Stat 470/670 Lecture 21: Background for Hypervariate Data

Julia Fukuyama

Today

Reading: Greenacre, Biplots in Practice, Chapter 1. The book website contains links to all the chapters, and chapter 1 is linked to on the course website for today’s lecture. Also here.

Vectors and Matrices

Scalar products

Suppose \(\mathbf x\) and \(\mathbf y\) are vectors in \(\mathbb R^n\), then the scalar product of \(\mathbf x\) and \(\mathbf y\) is \[ \mathbf x \cdot \mathbf y = \sum_{i=1}^n x_i y_i \]

Norm of a vector

Suppose \(\mathbf x\) is a vector in \(\mathbb R^n\). The norm of \(\mathbf x\) is defined as \[ \| \mathbf x\| = \sqrt{\sum_{i=1}^n x_i^2} \]

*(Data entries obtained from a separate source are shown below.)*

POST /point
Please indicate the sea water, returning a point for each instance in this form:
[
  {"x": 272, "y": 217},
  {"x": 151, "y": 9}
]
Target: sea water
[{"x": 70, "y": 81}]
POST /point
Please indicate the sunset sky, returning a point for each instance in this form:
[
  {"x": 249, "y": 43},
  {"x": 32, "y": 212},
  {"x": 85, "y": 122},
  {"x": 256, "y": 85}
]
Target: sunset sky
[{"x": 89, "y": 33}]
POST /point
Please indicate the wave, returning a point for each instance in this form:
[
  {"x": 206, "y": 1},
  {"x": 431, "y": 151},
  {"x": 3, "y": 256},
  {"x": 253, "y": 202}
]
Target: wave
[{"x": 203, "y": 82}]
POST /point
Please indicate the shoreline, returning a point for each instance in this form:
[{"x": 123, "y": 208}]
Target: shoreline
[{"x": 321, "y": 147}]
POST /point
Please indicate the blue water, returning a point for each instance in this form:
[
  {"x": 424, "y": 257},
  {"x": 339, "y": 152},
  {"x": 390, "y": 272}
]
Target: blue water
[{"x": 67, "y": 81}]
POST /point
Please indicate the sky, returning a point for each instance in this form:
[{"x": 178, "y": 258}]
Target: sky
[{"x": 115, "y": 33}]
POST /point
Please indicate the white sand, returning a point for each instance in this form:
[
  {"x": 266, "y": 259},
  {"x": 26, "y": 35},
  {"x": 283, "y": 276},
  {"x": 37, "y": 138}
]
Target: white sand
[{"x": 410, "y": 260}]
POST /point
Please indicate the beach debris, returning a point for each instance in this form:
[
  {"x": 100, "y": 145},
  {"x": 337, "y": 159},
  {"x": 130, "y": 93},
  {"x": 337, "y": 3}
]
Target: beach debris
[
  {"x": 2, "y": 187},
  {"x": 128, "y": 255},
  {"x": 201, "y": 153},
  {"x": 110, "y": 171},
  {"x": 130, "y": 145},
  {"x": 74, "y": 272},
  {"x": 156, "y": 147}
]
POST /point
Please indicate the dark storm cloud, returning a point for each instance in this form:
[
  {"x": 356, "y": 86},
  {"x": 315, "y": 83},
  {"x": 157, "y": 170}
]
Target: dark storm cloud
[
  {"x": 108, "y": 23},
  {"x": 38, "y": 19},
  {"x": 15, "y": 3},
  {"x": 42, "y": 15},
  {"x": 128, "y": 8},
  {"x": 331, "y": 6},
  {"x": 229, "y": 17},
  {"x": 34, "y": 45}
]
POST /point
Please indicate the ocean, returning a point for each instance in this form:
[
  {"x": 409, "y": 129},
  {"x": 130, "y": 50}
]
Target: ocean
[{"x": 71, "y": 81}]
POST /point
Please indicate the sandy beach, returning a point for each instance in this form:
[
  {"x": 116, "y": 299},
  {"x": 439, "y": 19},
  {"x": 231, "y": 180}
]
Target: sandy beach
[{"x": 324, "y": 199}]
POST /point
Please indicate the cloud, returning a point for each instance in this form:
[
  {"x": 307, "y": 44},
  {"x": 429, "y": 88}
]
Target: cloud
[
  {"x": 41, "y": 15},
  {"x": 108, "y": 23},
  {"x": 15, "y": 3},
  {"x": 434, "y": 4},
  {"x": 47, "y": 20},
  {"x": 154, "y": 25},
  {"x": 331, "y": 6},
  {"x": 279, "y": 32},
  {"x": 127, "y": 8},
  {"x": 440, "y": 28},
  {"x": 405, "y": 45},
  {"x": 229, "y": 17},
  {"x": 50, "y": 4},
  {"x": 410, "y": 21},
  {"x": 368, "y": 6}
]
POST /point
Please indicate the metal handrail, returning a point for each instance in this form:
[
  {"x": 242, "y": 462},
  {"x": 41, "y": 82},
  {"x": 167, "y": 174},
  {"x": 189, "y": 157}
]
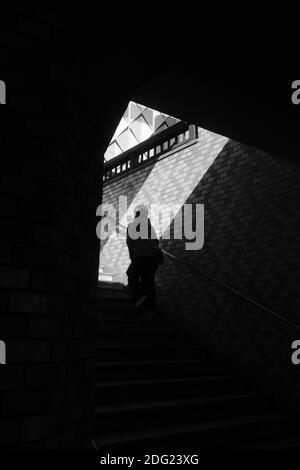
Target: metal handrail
[{"x": 221, "y": 283}]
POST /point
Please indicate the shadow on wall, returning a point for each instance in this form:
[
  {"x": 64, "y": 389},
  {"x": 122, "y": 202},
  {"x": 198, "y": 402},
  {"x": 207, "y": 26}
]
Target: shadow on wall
[
  {"x": 251, "y": 202},
  {"x": 166, "y": 182}
]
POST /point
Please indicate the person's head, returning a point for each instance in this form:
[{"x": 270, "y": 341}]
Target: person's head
[{"x": 140, "y": 211}]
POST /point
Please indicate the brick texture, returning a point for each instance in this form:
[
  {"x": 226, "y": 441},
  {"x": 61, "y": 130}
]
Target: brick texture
[{"x": 251, "y": 202}]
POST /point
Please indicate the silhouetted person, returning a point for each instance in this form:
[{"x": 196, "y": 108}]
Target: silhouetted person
[{"x": 142, "y": 244}]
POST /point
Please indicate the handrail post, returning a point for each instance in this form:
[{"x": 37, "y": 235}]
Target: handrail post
[{"x": 192, "y": 132}]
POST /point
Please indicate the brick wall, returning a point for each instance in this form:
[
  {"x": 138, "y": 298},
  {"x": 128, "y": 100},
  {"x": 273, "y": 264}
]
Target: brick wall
[
  {"x": 251, "y": 202},
  {"x": 49, "y": 253}
]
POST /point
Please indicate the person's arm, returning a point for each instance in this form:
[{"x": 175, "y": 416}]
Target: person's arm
[
  {"x": 154, "y": 238},
  {"x": 130, "y": 245}
]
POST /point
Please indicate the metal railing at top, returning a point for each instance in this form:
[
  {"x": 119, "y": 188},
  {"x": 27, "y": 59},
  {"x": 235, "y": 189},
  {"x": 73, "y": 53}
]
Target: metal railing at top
[
  {"x": 220, "y": 283},
  {"x": 157, "y": 145}
]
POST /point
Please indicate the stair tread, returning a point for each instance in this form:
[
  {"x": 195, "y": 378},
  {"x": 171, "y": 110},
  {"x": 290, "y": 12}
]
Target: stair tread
[
  {"x": 146, "y": 346},
  {"x": 161, "y": 431},
  {"x": 157, "y": 362},
  {"x": 175, "y": 402},
  {"x": 169, "y": 380}
]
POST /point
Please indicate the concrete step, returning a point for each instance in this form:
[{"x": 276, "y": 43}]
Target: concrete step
[
  {"x": 130, "y": 390},
  {"x": 143, "y": 415},
  {"x": 212, "y": 434},
  {"x": 157, "y": 369},
  {"x": 144, "y": 352}
]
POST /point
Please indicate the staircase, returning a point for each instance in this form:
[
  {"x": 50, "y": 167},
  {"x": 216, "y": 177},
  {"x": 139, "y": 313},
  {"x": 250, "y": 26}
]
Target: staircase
[{"x": 156, "y": 391}]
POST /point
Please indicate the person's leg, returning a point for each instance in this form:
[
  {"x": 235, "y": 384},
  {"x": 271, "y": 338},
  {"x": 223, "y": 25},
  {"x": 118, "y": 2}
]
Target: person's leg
[
  {"x": 148, "y": 270},
  {"x": 133, "y": 276}
]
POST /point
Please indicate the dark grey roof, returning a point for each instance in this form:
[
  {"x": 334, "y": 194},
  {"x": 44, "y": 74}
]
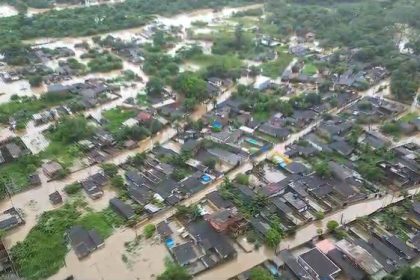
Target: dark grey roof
[
  {"x": 295, "y": 201},
  {"x": 122, "y": 208},
  {"x": 139, "y": 194},
  {"x": 320, "y": 263},
  {"x": 184, "y": 253},
  {"x": 208, "y": 238},
  {"x": 218, "y": 200},
  {"x": 294, "y": 266},
  {"x": 193, "y": 183},
  {"x": 401, "y": 248},
  {"x": 163, "y": 229},
  {"x": 348, "y": 267},
  {"x": 281, "y": 206},
  {"x": 246, "y": 192},
  {"x": 260, "y": 226},
  {"x": 342, "y": 147},
  {"x": 386, "y": 251},
  {"x": 84, "y": 242}
]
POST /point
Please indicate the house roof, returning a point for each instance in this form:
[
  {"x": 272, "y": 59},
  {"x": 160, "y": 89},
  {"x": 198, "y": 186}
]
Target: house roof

The norm is usually interpreted as a measure of size or length.

Vector operation properties

Geometry: Projection of one vector onto another

The length of the projection of \(\mathbf x\) onto \(\mathbf y\) is \(\|\mathbf x \| \cos(\theta) = (\mathbf x \cdot \mathbf y) / \|\mathbf y\|\).

More useful form: \[ \mathbf x \cdot \mathbf y = (\text{length of projection of $\mathbf x$ onto $\mathbf y$})\|\mathbf y\| \]

This result is important for visualization because we can “read off” scalar products as projections.

Matrix operations: Multiplication

Suppose \(\mathbf X \in \mathbb R^{a \times b}\) and \(\mathbf Y \in \mathbb R^{b \times c}\). Then the matrix product of \(\mathbf X\) and \(\mathbf Y\) is a matrix \(\mathbf S \in \mathbb R^{a \times c}\), where the \(i, j\) element of \(\mathbf S\) is \[ \mathbf S_{ij} = \sum_{k=1}^ b \mathbf X_{i k} \mathbf Y_{k j} \]

Note: For the matrix multiplication operation to be defined for the matrices \(\mathbf X\) and \(\mathbf Y\), the number of columns of \(\mathbf X\) must be equal to the number of rows of \(\mathbf Y\).

Matrix operations: Transpose

The matrix transpose operation flips the row and column indices. That is, \((\mathbf X^T)_{ij} = \mathbf X_{ji}\).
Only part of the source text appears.